FTP alternative

760 views
Skip to first unread message

Louise Elmose Hedegaard

unread,
Feb 8, 2017, 6:02:22 AM2/8/17
to Google App Engine
Hi,

I need to connect to a FTP server to fetch files for my app.
There is no alternative, as the files are from another vendor, which only has the option to add the files to a FTP server.
I tried using the Java JSch library for a SFTP connection, but as the library creates a new thread when connecting the session this is not an option, as GAE does not support starting new threads either.

Does anybody have suggestions for how I can work around the fact that GAE does not support FTP connections?

Thanks,
-Louise

George (Cloud Platform Support)

unread,
Feb 8, 2017, 10:49:08 AM2/8/17
to google-a...@googlegroups.com
The Google Cloud Platform, considered in its entirety, does in fact support the use of the FTP protocol. You are right in saying that the App Engine in particular does not support FTP. This is to be expected, seen that it is meant to function as a scalable HTTP server. The other main component of the Cloud Platform, namely the Compute Engine, does in fact support FTP. You are encouraged to take advantage of this feature. 

You may consider creating a dedicated Compute Engine instance, and use it to regularly fetch new files from the FTP server of your choice, then upload them to one of the modern file storage services, such as Cloud Storage. In this way, the files become readily available, for the benefit of your app running in the App Engine. It is in fact possible to to commit entities to Cloud Datastore from any device capable of handling REST APIs. You can import the data you transferred to Cloud Storage (or similar) directly into Cloud Datastore or Cloud SQL.

More future-oriented people might resent having to use an FTP server; you may consider filing a feature request with your  third party vendor, and ask for a future-proof file-storage service, other than FTP. A suggested alternative to FTP would be, in our context, a REST API.  For reasons of reliability, scalability and security, FTP support is not a growth area worldwide. It is expected that vendors should gradually adopt sustainable technologies.

Nick

unread,
Feb 8, 2017, 4:47:06 PM2/8/17
to Google App Engine
I have been able to get ftp working on appengine using software libraries, you'll need to pick the write combo though, and it is a bit sensitive to the server on the other end (i.e. Passive mode etc)

If it's critical I suspect you'd be better off bringing another component into your stack to deal with this from GCE or GKE.

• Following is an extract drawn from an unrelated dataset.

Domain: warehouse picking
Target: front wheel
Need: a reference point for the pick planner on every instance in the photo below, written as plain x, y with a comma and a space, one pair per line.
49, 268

The source below will help you, it uses apache ftp client, which from memory uses just sockets, so as long as you have billing enabled with budget should be ok. I had to 'override' a bunch of the implementation for GAE - unfortunately there was a decent amount of blacklisted calls without extension points or declared final.

https://github.com/atomicleopard/thundr-contrib-gae-ftp

Jim

unread,
Feb 9, 2017, 2:22:23 PM2/9/17
to Google App Engine
"More future-oriented people might resent having to use an FTP server"  Ha, well said.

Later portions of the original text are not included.